Appointing an executor may be one of the most important decisions related to an estate plan. Being trusted as an executor to carry out someone’s wishes after they’ve passed can be one of the biggest responsibilities an individual can take on. Estate administration is ever evolving and is more challenging today than ever before. Understanding what may be in store for a future executor can be helpful for those choosing one and those being chosen for this critical role.
What is an executor?
An executor is usually a person, but can be a trust company, named in a will. The executor collects and oversees estate assets, pays the deceased’s debts, and divides what remains of the estate among the beneficiaries. The beneficiaries are named in the will to inherit the estate. There can also be more than one executor named (co-executors or alternate executors).
Duties and liabilities of an executor
The duties of an executor can be broad and span multiple years. As a starting point, our Checklist of Executor’s Duties provides a robust list of tasks for your reference to help keep you on track.
The process starts when a person passes away. The executor may be part of making funeral arrangements and collecting important documentation like the deceased’s will and tax returns.1 Assets—including financial, physical, and personal effects—will need to be accounted for and safeguarded on behalf of the estate’s beneficiaries. Contacting various third parties can be important and time-consuming to make sure all bills are paid, accounts closed, and insurance claims are made.
Before distributions can be made, it’s important for the executor to address the deceased’s creditors and complete all tax returns. Should any claims be made against the estate (for example, dependent’s relief), the executor must remain neutral when working towards a resolution. Generally, the executor is not personally liable for the deceased’s debts or any financial obligations of the estate. However, an executor can be found personally liable if the estate assets are distributed to beneficiaries before payment of all estate debts. In such cases it’s important to resolve all outstanding estate debts before making a final distribution to beneficiaries.
At various points in the estate administration process, the executor may find that professional help is required. Where appropriate and necessary, the executor can enlist the help of an accountant or lawyer to help with tax returns or legal issues that may arise. Such professional services are expenses for the estate and not for the executor personally.
Finally, after the assets of the estate are collected, the debts and taxes are all paid, and any claims against the estate are settled, the executor can distribute the remaining value of the estate to the beneficiaries according to the instructions in the will.
Insolvent estate and declining to act
What happens if the estate doesn’t have enough assets to cover the deceased’s liabilities? When an estate is insolvent, provincial legislation may dictate the order of distribution from the estate, including prioritizing the payment of various expenses. Given the significant challenges that come with an insolvent estate, an executor may consider simply declining to act.

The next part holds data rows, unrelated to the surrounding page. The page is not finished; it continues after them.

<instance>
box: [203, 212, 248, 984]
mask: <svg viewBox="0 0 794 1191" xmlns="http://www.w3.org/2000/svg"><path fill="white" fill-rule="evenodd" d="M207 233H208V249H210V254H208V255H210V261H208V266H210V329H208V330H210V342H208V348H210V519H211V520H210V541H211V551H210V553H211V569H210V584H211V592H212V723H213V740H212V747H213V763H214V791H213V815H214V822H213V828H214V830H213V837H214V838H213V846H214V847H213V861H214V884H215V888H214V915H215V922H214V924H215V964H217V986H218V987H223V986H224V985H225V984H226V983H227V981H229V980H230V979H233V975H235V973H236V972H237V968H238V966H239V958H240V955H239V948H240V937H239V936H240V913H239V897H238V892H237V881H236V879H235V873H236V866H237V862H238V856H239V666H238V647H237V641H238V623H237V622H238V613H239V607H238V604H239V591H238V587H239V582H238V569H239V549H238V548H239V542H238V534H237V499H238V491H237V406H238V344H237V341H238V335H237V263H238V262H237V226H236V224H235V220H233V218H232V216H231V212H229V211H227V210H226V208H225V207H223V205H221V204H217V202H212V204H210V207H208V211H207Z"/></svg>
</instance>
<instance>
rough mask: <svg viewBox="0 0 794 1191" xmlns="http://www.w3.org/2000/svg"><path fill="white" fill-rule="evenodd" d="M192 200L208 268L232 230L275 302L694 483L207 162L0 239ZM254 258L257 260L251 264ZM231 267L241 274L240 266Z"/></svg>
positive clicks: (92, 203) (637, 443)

An executor can decline to act for solvent estates as well. It’s important for an executor to make this decision prior to acting in any capacity for the estate. The process for declining (or being removed as an executor after acting) can be difficult and costly. This can be avoided by having a frank discussion with the person considering naming you as executor while that person is alive.
An executor is entitled to compensation, which would be taxable income for the executor. Generally, this compensation is a percentage of the estate’s assets, ranging from 1% to 5% of the deceased’s estate. Fair compensation for an executor’s services is based on many factors, including (but not limited to):
- gross value of the estate
- complexity of the work involved
- amount of skill, time, and specialized knowledge required.
Clarifying executor compensation in your will can avoid potential conflicts with beneficiaries and may help reduce the tax burden for the executor.
Considerations for choosing an executor
When deciding who should be your executor, consider these questions:
- Do they have the time to devote to estate administration?
- Are they willing and able?
- Do they possess integrity, objectivity, and good judgment?
- Are they financially and administratively inclined?
- Are they familiar with your affairs?
Ideally, your chosen executor will be a resident of the same province as you. Having an executor living in another province or country can add delays, complexity, and costs to your estate administration. It can also make the already difficult role of executor even more challenging.
Individuals such as a spouse, family member, or friend may be cost-effective choices, but consider whether they have the skills to administer your estate and manage the expectations of your beneficiaries. A lawyer, accountant, or trust company may cost more, but they may have the skills and resources necessary to manage all the tasks before them.
The role of the executor is growing in scope and complexity. Estate administration may take years to complete. Assets of the estate may be numerous and located in multiple jurisdictions around the world. As such, care should be taken to choose an executor (including co-executors and alternate executors) who’s willing and able to see your wishes through.
Executors, you’re not alone. You can enlist the help of professionals to guide you through the challenging aspects of the estate. Remember, the role of the executor is a critical one; at times rewarding, but not without its challenges.
Understanding what may be in store for a future executor can be helpful for choosing one and for being chosen for this critical role.
1 The Canada Revenue Agency has produced their own checklist called “What to Do Following a Death.” This can help estate representatives with income tax and benefits related items of the deceased individual.